Class and Ownership: Introducing a Differentiation of Classes By “Ownership Skill”
Class and Ownership: Introducing a Differentiation of Classes By “Ownership Skill”
Thursday, 10 July 2025: 15:45
Location: FSE018 (Faculty of Education Sciences (FSE))
Oral Presentation
Class continues to be a key concept in understanding capitalist relations and their inequalities. However, current research on the upper echelons of the wealth distribution voices a pressing critique: Although class concepts in their various coleurs depart from a distinction in owners and non-owners of capital, most class concepts are designed with the labor market in mind. As a consequence, the social positioning of non-owners on the labor market and of owners by means of the number of their employees turn into key markers of social class.

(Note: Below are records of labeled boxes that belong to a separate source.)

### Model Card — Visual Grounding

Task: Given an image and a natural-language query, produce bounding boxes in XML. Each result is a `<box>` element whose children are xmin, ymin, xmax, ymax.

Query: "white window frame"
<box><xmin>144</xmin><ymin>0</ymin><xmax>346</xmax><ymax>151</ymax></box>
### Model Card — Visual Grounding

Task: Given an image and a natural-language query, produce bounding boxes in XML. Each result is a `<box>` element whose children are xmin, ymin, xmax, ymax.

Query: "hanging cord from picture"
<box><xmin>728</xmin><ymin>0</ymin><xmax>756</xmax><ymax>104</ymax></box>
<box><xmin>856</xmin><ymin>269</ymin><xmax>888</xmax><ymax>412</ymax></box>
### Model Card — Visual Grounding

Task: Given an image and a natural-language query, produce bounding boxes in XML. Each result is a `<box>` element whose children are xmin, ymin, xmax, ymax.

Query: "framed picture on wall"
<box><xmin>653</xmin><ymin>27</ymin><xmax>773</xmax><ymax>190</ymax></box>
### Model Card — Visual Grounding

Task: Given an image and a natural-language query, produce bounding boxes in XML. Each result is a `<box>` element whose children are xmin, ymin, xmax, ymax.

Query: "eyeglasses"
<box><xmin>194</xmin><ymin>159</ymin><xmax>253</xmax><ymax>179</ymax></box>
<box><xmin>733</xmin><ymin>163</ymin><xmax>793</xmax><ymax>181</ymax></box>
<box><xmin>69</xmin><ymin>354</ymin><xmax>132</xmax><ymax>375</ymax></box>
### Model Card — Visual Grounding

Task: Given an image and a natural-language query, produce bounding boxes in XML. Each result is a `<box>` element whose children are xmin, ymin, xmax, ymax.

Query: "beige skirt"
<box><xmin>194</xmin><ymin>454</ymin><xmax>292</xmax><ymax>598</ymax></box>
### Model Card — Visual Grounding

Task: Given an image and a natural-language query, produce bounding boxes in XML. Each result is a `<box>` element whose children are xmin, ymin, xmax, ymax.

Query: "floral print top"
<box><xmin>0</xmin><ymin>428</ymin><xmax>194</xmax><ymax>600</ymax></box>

In order to understand the social stratification of contemporary societies with a high level of wealth inequality and complex wealth structures, however, this approach to ownership is no longer sufficient. In this talk, I introduce a class differentiation that considers various forms of assets including housing, financial assets and business equity. I introduce the concept of “ownership skill”, i.e. the expertise on and strategies of dealing with the risks and structural constraints of owning, and differentiate five ownership classes. This approach is meant to complement existing class differentiations rather then substituting them and aims at offering an analytical tool suitable particularly for the study of the upper echelons of the wealth distribution and a more detailed understanding of wealth inequality. This class differentiation further opens up avenues to explore processes of class-making and the domination of certain classes over others.